Who compiled this elegant message, could it be the founder, or at least someone close to the founder or founders of Bitcoin? Her thoughts turned to Pepe’s disappearance. Her father had published hundreds of articles about early decentralized currencies, arguing they could protect nations like Argentina from economic collapse. Cypherpunk communities embraced his ideas, but in Argentina, people saw him as a radical undermining an already collapsing financial system. When Bitcoin emerged, his ideas—and their proximity to key concepts in its white paper—made him an inevitable target in the hunt for Satoshi. In Bitcoin’s early days, this was just a minor nuisance. But as its value skyrocketed, the stakes changed. Suddenly, secret services, tax authorities, regulators, and even criminals were all hunting for a piece of the pie. Until he vanished. With no note. No message. Nothing. Emilia hadn’t heard from him since 2014. She hoped he wasn’t in some jail cell somewhere. Could this message has been originated by people who might know more about Pepe?

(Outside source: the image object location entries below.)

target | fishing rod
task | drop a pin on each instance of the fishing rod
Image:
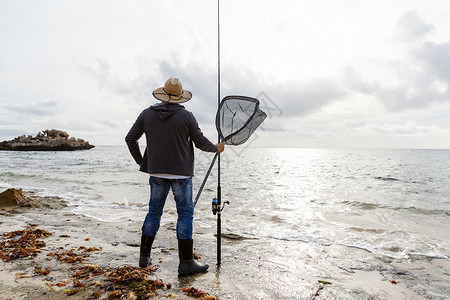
(236, 119)
(216, 204)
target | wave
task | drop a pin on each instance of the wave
(413, 209)
(396, 254)
(386, 178)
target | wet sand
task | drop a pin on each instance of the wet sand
(252, 268)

On impulse, Emilia encoded her own haiku using the same method. When she tried decoding it, she got gibberish. After some experimenting, the problem became clear: hexadecimal is base 16, while Baudot uses base 5 (5 bits per character). To avoid padding bits during encoding, her message needed a character count divisible by 20. Only then would the 5-bit characters align with the 4-bit groups needed for hexadecimal conversion.
She adjusted her message and pasted FFFFF4E15C1B21F563102FD989FCB032BF3A63F3A18B60A8BFC85811C29F8503F2E0D2FFFFF into an OP_RETURN transaction, attaching a low-priority Bitcoin fee. After entering her PIN on the hardware wallet powered by the Bitcoin heater, she closed her eyes and pressed both buttons on the small device to approve the transaction.
Her eyelids grew heavy despite the rush of excitement. Sleep first—the world could wait. She turned off the study light and tiptoed into the hallway, careful not to disturb Mumi. On the monitor, the OP_RETURN input lingered on-screen for a while before the system powered down.
Dormant roots now stir. Who whispers beneath the soil?